House Committee on Finance (FIN) - chair: Marcus R. Oshiro, vice chair: Marilyn B. Lee

Monday, April 2, 2012, 5:00 p.m., Conference Room 308

Testifier: Janet F. Mason, Vice-President, LWV of Hawaii

Click here to view SB2434 SD1

Chair Oshio, Vice Chair Lee and Committee Members:

The League of Women Voters of Hawaii supports SB2434, SD1, HD1, and we respectfully offer comments for your consideration.


As outlined in SB2434, SD1, HD2 the League of Women Voters of Hawaii strongly believes health insurers and health insurance producers (agents and brokers who sell health insurance) should be prohibited from serving on the Connector Board which sells its products or those of a competitor. We think insurers and insurance providers have important expertise to offer the Connector, but in a public advisory capacity only. We have also testified that consumer representation on the Board should be greatly strengthened; our specific suggestion was five of the fifteen Board members should be independent health care consumers, as outlined in Section 3, b of SB2434.

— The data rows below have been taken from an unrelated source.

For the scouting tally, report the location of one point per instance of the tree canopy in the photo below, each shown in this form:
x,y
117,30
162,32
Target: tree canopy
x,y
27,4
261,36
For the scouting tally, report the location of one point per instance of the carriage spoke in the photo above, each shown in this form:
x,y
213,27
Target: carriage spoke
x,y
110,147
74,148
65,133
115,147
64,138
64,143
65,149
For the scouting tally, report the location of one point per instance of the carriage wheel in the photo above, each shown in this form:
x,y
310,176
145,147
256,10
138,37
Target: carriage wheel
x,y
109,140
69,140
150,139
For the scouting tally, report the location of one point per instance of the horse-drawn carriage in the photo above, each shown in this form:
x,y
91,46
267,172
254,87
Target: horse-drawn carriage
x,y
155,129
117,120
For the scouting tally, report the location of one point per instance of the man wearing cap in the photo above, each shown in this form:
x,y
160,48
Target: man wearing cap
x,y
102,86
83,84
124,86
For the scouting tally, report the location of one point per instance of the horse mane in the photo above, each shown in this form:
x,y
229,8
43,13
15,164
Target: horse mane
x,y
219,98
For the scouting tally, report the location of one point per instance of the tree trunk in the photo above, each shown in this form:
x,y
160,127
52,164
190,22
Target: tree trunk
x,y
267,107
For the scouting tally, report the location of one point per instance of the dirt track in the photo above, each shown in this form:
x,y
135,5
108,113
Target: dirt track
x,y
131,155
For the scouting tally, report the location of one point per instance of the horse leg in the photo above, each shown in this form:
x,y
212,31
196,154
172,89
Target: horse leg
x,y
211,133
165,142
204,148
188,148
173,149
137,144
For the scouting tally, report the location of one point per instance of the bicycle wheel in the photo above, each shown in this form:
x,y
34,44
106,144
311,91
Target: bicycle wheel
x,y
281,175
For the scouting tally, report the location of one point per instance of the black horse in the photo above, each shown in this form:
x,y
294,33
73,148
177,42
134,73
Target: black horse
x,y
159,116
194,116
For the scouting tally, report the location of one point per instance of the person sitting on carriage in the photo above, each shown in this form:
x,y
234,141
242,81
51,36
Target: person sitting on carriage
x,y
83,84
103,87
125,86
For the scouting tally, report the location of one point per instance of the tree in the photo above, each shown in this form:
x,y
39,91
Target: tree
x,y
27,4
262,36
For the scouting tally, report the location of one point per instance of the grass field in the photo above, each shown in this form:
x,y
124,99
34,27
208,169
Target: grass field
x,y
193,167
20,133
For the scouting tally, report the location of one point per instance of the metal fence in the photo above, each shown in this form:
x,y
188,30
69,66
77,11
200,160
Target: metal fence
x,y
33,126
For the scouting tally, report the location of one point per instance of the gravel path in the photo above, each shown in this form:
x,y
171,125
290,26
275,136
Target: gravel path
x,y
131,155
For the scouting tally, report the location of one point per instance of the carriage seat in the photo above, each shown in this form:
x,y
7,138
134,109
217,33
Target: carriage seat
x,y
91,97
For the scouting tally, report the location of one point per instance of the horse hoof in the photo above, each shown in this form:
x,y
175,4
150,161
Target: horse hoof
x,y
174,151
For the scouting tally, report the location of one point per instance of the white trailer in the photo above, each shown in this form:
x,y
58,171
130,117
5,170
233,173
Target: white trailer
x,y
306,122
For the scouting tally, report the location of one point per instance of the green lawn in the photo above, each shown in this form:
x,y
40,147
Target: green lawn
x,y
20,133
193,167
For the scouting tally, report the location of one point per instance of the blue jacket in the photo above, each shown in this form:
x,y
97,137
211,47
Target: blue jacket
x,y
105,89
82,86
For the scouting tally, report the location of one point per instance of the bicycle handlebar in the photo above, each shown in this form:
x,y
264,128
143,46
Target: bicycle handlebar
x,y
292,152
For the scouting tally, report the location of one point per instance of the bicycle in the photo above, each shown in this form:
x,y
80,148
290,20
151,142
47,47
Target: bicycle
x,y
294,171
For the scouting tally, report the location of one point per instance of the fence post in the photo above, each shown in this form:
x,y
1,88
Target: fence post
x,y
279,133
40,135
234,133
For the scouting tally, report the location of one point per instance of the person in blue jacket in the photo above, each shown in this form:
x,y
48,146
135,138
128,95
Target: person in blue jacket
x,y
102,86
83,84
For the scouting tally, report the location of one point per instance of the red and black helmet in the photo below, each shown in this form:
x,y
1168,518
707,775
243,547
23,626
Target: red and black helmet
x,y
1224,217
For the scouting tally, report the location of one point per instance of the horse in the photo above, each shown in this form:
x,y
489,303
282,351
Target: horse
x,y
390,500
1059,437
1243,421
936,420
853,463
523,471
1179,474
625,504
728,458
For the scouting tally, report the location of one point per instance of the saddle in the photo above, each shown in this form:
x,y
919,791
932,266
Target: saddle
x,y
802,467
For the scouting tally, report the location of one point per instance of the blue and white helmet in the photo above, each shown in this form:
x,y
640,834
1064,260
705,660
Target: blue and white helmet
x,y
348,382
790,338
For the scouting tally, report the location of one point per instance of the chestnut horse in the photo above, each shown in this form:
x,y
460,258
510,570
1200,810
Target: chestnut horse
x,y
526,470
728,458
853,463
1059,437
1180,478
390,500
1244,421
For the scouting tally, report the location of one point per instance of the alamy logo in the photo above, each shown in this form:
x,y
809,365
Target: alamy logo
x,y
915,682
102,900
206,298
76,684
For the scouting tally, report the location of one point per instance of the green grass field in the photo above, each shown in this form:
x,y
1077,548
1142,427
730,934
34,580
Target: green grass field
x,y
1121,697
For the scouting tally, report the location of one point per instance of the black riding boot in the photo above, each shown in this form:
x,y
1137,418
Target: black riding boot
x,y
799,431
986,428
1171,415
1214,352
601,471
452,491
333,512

We also previously testified that with respect to the design of the Connector, indications are there should be a single pooled market for the small group and individual sectors1, and a single risk pool for this program. Whether this is a good design for Hawaii can only be determined with certainty after an actuarial analysis of the population expected to be served in the Connector, so we urge this be done as soon as possible. It will be the foundation for operating the Connector responsibly, and alternate designs should be reexamined regularly as a normal part of achieving the goals of ACA in Hawaii. As outlined in SB2434, SD1, HD1 we do think that qualified health plans must be required to offer a plan to both the small group and individual sectors; otherwise “cherry picking” the more profitable sector and ignoring the less profitable sector could occur.

Regarding the Navigator program, SB2434, SD1, HD1 correctly prohibits insurance producers and brokers from serving as navigators for the connector, since these parties play an active role in marketing exchange products.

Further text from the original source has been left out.